Herkimer-Diamanten - Abbau

Wie werden die Herkimer-Diamanten abgebaut?

Der Abbau der Naturjuwelen geschieht im Tagebau und hauptsächlich von Hand. Nachdem die oberen Erd- und Felsschichten mit hydraulischen Geräten entfernt worden sind, wird mit Hammer und Meissel behutsam weitergearbeitet, um möglichst viele Kristalle unverletzt ans Licht zu bringen. Früher wurden auch Sprengungen eingesetzt, doch davon ist man abgekommen, um die Kristalle zu schonen. Schauen Sie sich das kurze Starcon-Video an, um mehr über den Abbau der Herkimer-'Diamanten' zu erfahren.

Zuerst wird die obere Erdschicht mit dem Bagger entfernt. Dann folgen 2-3m Fels, der mit hydraulischen Bohr- und Spaltgeräten in Blöcke zerteilt und weggeführt wird. Die nächste Schicht ist der sogenannte Pocket-Layer. Hier findet man grössere Hohlräume, die viele Kristalle enthalten können. Oft sind sie zusammengewachsen (Clusterbildung).

Die reinsten und brillantesten Kristalle jedoch sind in einer tieferliegenden Schicht. Um sie zu finden, muss der Fels nochmals um einen weiteren Meter abgetragen werden.
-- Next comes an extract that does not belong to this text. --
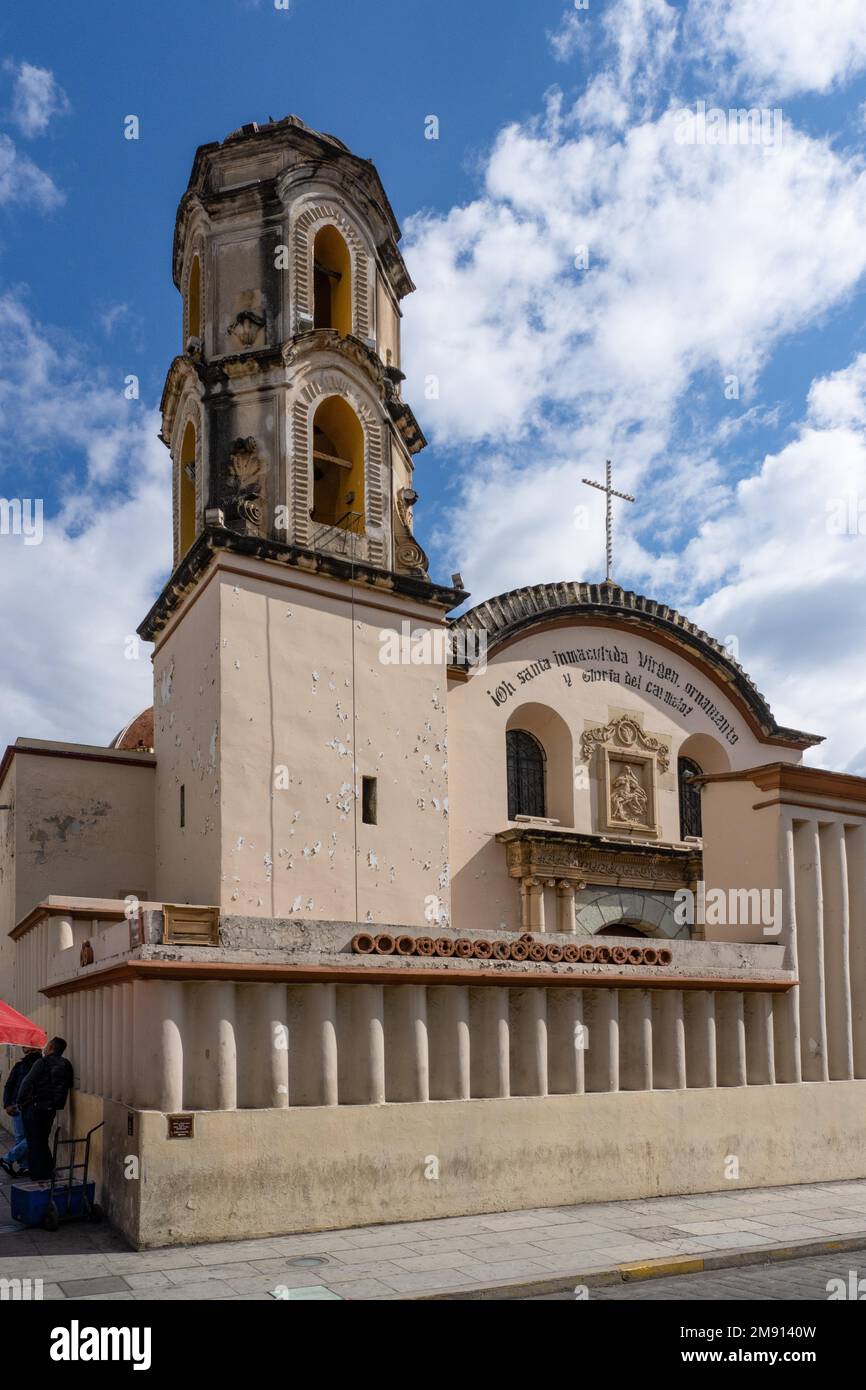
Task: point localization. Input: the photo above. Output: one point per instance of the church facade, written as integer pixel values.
(382, 913)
Hier unterhalb des Ledge-Layers gibt es im Fels kleine Gesteinshohlräume, die manchmal zauberhafte Einzeljuwelen enthalten. Am schönsten sind jene Exemplare, die fast oder gar keine Anstossstellen aufweisen. Letzteres ist nur dann der Fall, wenn der Kristall sein Wachstum abgeschlossen hatte, bevor er an den umgebenden Fels stiess.
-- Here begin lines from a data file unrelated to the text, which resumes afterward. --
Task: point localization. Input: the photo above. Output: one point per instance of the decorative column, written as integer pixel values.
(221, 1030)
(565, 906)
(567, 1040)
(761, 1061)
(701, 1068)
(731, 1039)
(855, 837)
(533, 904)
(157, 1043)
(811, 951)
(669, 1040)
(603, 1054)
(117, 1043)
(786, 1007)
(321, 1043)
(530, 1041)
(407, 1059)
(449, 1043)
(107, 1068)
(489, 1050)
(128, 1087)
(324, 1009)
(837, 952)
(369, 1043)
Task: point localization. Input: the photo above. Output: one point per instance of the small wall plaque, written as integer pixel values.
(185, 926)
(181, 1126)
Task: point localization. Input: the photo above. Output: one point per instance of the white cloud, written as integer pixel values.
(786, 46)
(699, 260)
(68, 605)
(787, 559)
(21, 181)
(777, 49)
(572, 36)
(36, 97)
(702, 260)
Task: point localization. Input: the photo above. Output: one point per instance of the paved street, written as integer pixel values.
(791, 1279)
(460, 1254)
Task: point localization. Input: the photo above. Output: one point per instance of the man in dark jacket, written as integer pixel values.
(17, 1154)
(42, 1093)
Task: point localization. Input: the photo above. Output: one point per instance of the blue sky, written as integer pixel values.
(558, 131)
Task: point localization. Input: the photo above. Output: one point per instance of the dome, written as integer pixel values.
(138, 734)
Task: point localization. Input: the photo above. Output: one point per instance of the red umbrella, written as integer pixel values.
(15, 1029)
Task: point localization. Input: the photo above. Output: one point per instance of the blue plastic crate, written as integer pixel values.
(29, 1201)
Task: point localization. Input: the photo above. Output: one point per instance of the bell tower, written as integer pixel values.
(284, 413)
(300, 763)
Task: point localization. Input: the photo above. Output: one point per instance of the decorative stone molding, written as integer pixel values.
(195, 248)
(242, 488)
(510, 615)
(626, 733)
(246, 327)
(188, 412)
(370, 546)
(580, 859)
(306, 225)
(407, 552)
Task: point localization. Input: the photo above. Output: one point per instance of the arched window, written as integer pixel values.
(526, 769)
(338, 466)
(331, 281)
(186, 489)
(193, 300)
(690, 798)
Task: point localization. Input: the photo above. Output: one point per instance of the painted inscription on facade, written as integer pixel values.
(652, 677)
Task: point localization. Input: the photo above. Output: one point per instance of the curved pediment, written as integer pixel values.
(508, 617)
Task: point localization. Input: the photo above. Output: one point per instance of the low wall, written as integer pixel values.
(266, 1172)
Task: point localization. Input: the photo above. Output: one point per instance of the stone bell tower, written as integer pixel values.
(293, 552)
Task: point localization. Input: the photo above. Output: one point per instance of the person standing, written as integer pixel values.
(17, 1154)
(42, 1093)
Die Minen, die Herkimer-'Diamanten' abbauen, sind in Familienbesitz und es gibt Möglichkeiten zum campieren. Für einige Dollars am Tag kann man mit Hammer, Schutzbrille und Meissel selbst Steine klopfen und behalten, was man findet. Allerdings ist die von der Mine bereits freigelegte kristallhaltige Schicht dem Publikum nicht zugänglich. Man muss schon einige Wochen investieren, um sich selbst in die Tiefe vorzuarbeiten oder dort weiterzumachen, wo andere zuvor aufgegeben haben.
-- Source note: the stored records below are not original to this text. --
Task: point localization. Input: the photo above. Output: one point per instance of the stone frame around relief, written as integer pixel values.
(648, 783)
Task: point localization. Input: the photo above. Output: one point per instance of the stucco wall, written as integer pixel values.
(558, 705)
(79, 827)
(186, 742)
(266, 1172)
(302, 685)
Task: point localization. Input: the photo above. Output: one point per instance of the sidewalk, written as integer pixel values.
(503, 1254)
Bei einem unserer Besuche waren wir selbst als "Schatzsucher" tätig, und als gute Kunden durften wir sogar an jenen Stellen Steine klopfen, wo die Arbeiter der Mine schon bis zur relevanten Schicht vorgedrungen waren. Sie waren vor allem auf die Pockets konzentriert. Den Rest des Gesteins interessierte sie nicht: "To much work." (zu anstrengend), meinten sie. Tatsächlich konnten wir mit viel Aufwand und Schweiss eine Hand voll Kristalle freilegen. Doch von der Qualität her brauchbar und als Kandidat für ein Sternenlicht-Juwel in Frage kommend, war nur ein einziges Exemplar, das etwa zehn Millimeter gross war. Nach dieser Erfahrung waren wir froh, dass wir Herkimer-'Diamanten' in höchster Qualität bei der Mine einkaufen können und sie nicht selber schürfen müssen.